When photo enthusiasts entering the digital SLR market ask me whether they should go for Canon or Nikon, one of the points I often raise is Canon's appealing choice of high-end but not top-end lenses.
Well, Nikon just undermined that potential selling point. At the Photo Plus Expo show today, it announced its AF-S Nikkor 70-200mm f/4G ED VR, a telephoto zoom lens that provides a competitive answer to Canon's superb EF 70-200mm f/4L IS USM.
Let's be clear here. These are still professional-grade lenses, and they aren't cheap. Canon's costs about $1,200 these days, and Nikon says its rival will cost about $1,400 when it ships in late November. But for enthusiasts looking to move to high-quality, fast-focusing, durable, and weather-sealed lenses, those prices are still much more affordable than the two alternatives, Canon's EF 70-200mm f/2.8L IS II USM and Nikon's AF-S Nikkor 70-200mm f/2.8G ED VR II, which each cost about $2,400.
The top-end models can shoot at faster shutter speeds by virtue of their wider aperture that enables shooting at f2.8, so for example you could shoot at 1/200 sec. in the same light with the high-end models compared to 1/100 sec. with the f4 lenses. But the top-end models are not only more expensive, they're also bulkier and weigh a lot more.
Nikon still doesn't have as affordable an answer to Canon's $840 EF 17-40mm f/4L USM ultrawide zoom -- its AF-S Nikkor 16-35mm f/4G ED VR costs about $1,250, although that model has vibration reduction that Canon's lacks. In the middle of the zoom range, Nikon added the $1,300 AF-S NIKKOR 24-120mm f/4G ED VR to the range in 2010 that competes with Canon's $950 EF 24-105mm f/4L IS USM.
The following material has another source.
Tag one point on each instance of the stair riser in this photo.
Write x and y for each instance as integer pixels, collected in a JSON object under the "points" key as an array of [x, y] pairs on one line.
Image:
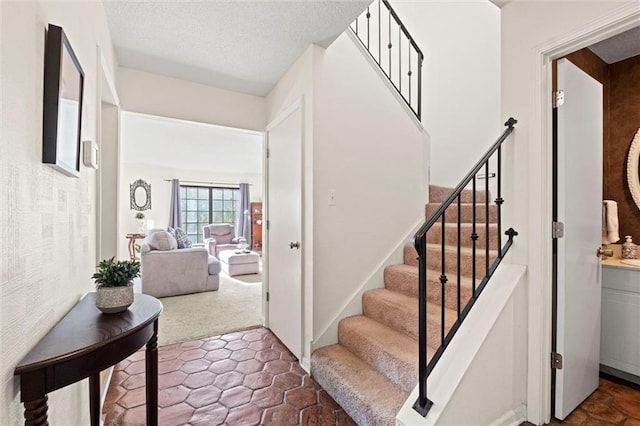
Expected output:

Another notable feature of the new Nikon lens: it's the first to use Nikon's third-generation vibration reduction (VR) technology, which counteracts camera shake. The second-generation technology could stabilize the lens with a four-stop improvement, meaning that a person who could shoot at 1/200 sec. without VR could shoot at 1/15 sec. with VR.
The third-generation technology gives a five-stop improvement, Nikon said, which would bring that down to 1/8 sec. Most reviewers take the camera makers' promises of stability improvement with a big grain of salt. But even so, it's a very useful technology and it's good to see it improving.
Nikon's new 70-200mm f4 lens has 20 optical elements and a close-focus distance of 1 meter.